La diaspora, une puissance financière ?

La diaspora, une puissance financière ?

L es potentialités financières de la diaspora sont considérables, représentant quelque 30 milliards de dollars, soit la moitié des exportations annuelles de pétrole, a souligné Smaïl Goumeziane lors d’une conférence organisée à Paris par le club Emergences sur le thème de « Pour sortir de la crise, quel rôle pour la diaspora ? »

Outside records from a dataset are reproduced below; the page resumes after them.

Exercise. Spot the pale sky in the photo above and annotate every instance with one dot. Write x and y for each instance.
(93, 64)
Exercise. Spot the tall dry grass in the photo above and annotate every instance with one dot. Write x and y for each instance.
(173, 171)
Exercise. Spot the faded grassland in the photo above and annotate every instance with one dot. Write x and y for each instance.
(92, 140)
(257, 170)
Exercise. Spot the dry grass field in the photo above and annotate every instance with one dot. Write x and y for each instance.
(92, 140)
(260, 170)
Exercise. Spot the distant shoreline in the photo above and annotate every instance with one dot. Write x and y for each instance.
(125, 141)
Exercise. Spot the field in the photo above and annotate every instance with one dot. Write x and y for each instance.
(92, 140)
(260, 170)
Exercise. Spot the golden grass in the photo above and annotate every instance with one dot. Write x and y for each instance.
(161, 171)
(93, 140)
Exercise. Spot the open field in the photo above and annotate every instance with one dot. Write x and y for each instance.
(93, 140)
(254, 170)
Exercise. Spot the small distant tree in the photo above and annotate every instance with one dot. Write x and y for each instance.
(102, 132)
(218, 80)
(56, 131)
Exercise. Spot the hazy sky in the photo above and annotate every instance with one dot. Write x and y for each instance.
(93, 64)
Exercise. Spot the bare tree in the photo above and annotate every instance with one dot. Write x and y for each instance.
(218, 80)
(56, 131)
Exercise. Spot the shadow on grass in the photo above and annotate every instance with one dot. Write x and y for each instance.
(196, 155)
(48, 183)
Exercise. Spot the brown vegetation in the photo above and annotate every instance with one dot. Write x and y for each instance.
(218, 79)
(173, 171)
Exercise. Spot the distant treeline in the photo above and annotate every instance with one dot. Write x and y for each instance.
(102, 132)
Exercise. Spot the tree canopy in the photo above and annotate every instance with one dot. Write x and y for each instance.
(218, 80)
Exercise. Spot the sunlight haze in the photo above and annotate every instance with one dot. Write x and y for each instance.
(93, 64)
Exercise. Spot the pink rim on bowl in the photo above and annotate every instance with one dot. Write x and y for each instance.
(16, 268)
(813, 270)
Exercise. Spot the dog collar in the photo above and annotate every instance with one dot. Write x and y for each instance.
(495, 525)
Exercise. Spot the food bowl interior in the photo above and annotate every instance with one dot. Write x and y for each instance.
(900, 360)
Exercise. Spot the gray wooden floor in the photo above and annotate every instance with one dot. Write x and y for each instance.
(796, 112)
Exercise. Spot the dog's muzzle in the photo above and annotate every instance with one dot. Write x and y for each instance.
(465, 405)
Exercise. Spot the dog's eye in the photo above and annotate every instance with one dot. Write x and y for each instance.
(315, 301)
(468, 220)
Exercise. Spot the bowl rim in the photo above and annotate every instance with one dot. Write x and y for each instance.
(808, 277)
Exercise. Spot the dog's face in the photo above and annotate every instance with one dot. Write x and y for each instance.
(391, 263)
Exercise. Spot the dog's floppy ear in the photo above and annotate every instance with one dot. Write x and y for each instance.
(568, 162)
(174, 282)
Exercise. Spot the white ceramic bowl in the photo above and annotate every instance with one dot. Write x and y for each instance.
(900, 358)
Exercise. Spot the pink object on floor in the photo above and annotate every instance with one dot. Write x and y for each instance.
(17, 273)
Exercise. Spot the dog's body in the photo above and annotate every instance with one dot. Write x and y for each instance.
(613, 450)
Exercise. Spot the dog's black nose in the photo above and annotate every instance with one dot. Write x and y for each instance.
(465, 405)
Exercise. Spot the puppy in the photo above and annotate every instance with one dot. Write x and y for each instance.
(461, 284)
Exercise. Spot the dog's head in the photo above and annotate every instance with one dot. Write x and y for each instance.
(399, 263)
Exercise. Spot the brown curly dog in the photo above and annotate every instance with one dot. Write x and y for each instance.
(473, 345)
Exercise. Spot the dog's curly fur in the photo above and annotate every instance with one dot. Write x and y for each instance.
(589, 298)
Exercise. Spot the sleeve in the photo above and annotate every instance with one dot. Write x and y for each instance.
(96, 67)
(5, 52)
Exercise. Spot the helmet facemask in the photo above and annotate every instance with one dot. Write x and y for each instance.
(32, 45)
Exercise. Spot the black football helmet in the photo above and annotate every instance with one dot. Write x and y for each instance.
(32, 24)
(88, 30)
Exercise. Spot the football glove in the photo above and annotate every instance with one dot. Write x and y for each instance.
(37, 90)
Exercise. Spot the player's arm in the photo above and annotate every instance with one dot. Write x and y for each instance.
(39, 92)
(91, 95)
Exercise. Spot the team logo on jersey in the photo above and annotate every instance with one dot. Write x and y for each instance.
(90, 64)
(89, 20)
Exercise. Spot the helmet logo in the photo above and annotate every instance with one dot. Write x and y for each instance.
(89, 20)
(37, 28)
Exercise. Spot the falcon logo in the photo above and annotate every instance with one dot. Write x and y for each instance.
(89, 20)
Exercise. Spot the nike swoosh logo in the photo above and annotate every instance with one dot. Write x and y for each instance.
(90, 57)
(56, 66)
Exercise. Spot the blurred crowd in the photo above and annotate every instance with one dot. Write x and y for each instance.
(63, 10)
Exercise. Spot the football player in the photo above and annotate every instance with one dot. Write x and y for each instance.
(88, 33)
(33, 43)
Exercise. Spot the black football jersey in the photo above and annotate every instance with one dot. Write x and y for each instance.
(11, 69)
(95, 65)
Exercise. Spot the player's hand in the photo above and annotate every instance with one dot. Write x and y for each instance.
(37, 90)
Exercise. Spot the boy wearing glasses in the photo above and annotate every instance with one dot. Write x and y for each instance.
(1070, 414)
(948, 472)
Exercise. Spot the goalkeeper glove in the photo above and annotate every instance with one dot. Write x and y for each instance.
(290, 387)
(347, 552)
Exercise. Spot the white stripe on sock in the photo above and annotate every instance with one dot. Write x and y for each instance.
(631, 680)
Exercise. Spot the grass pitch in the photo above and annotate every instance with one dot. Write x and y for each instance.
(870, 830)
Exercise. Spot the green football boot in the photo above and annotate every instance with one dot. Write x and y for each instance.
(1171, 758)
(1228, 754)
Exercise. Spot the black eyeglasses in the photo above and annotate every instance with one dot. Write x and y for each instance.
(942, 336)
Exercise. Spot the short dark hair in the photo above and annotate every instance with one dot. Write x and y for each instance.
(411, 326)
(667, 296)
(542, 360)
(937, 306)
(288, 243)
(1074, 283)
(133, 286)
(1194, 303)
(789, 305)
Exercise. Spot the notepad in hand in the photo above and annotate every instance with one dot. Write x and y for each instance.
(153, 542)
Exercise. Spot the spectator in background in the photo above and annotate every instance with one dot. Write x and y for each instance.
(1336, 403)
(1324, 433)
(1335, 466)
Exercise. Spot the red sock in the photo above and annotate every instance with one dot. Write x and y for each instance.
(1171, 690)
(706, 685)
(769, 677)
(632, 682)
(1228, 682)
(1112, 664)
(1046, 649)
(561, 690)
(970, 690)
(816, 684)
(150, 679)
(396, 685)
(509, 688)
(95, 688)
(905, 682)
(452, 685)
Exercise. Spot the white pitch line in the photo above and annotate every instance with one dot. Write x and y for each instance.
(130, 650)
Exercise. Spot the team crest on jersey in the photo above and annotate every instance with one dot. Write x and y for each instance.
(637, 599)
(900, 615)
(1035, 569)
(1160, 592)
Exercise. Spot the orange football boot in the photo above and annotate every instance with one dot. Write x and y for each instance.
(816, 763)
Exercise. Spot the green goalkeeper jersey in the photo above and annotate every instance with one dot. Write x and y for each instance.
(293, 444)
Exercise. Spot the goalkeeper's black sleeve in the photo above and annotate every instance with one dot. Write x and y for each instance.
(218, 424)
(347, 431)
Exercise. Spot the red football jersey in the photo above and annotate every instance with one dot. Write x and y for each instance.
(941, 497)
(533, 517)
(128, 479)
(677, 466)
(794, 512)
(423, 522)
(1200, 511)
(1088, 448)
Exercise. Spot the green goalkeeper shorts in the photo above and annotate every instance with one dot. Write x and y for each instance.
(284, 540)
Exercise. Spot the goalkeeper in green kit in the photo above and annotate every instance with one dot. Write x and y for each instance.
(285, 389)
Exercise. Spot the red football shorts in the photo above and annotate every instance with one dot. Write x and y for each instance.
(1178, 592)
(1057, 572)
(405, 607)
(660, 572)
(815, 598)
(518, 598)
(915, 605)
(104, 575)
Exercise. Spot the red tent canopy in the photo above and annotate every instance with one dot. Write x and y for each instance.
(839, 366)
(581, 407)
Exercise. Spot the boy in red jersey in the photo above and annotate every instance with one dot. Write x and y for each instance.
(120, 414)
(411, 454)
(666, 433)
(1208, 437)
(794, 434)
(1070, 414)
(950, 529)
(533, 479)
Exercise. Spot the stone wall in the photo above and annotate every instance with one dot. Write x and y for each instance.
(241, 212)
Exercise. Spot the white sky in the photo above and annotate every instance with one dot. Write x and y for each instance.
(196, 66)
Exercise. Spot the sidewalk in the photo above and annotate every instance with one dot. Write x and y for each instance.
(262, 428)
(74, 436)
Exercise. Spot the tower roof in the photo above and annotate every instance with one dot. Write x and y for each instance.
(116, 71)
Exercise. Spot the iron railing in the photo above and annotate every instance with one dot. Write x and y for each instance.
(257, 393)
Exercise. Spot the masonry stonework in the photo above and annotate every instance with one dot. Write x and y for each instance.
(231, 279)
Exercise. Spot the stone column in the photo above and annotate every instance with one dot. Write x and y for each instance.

Après une analyse de  la crise algérienne que «l’on a tendance à réduire à celle du pétrole», alors que cette crise est «structurelle, profonde, large et durable», adossée à «un système autoritaire et rentier qui bloque toute initiative en termes de citoyenneté et de démocratie», l’ancien ministre du Commerce s’est attaché à analyser les caractéristiques de la diaspora algérienne, son évolution au  fil du temps, ses atouts et potentialités, ainsi que ses faiblesses.

Aussi, le conférencier affirme que la diaspora algérienne se distingue, d’une part par «des compétences avérées de très  haut niveau dans le domaine scientifique, de la recherche et de l’économie». D’autre part, «ses potentialités financières sont considérables, représentant quelque 30 milliards de dollars, soit la moitié des exportations annuelles de pétrole». Et à titre d’exemple, de rappeler que si la France investit 250 millions d’euros par an en Algérie, la diaspora, avec ses ressources personnelles, peut investir un milliard d’euros.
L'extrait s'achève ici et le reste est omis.